A Lawrence County man was unable to prove to the Court of Appeals that the trial court abused its discretion when it denied his motion for a mistrial. He argued the judge modified the jury instructions when he answered a question from the jury in mid-deliberations.
Jason Fields was charged with two counts of Class B felony dealing in methamphetamine. He purchased the drug from a confidential informant of the Bedford Police Department for his roommate. During jury deliberations at Fields’ trial, the jury submitted a question to Lawrence Superior Judge William Sleva asking for clarification of final instruction 11. The jury wanted to know whether the second part of the instruction required the state to prove both the first and second parts of the instruction, or just one part. That instruction laid out that the state must have proven beyond a reasonable doubt that Fields’ conduct wasn’t the product of a law enforcement agent using persuasion or other means to cause Fields to engage in the conduct, or that Fields was predisposed to commit the offense.

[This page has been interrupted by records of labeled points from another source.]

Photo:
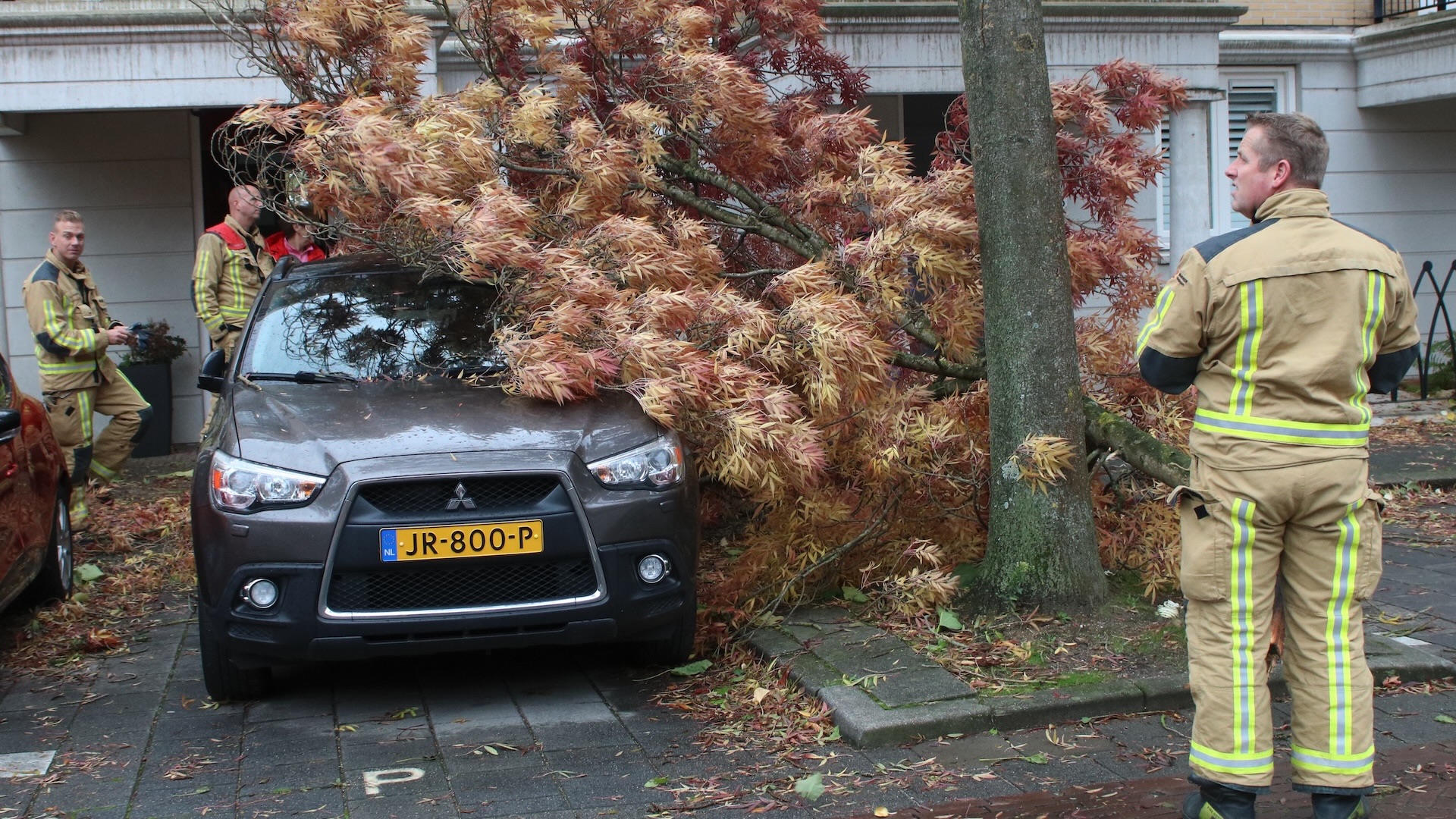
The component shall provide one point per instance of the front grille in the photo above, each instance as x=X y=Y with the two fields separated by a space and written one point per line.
x=435 y=496
x=460 y=588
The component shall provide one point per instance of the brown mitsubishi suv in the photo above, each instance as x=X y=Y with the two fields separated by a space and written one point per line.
x=366 y=490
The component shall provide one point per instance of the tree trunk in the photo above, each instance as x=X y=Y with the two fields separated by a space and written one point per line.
x=1043 y=544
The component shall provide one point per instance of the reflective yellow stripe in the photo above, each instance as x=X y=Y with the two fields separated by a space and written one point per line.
x=1340 y=615
x=66 y=366
x=1247 y=347
x=1280 y=430
x=83 y=404
x=1375 y=314
x=1165 y=300
x=1241 y=613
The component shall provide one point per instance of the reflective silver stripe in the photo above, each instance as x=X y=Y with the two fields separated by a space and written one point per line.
x=1256 y=426
x=1347 y=763
x=1245 y=763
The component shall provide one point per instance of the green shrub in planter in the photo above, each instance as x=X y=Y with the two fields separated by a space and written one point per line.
x=147 y=365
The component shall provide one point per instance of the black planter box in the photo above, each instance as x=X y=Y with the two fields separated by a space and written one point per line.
x=155 y=385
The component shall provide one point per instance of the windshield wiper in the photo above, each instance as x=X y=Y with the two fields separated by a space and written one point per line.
x=466 y=371
x=305 y=376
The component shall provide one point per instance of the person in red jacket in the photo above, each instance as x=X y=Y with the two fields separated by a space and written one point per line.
x=294 y=241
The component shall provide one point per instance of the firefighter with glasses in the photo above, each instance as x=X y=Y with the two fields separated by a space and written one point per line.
x=1285 y=327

Sleva told the jury the second part of the instruction is not both, it’s an “either/or.” That’s when Fields moved for a mistrial, which Sleva denied. He was convicted of both counts.
Fields argued on appeal that the trial court erred when it answered the jury question submitted after deliberations began, thereby “modifying” the final jury instructions. The Court of Appeals disagreed, citing Taylor v. State, 677 N.E.2d 56 (Ind. Ct. Ap. 1997), in support.
As in Taylor, Sleva merely answered the jury’s question of law arising out of the case and followed the procedure set out in Indiana Code 34-36-1-6 by calling the jury back to open court and answering the questions in the presence of counsel, Judge Edward Najam wrote. The trial court was not required to reread the final instructions in their entirety.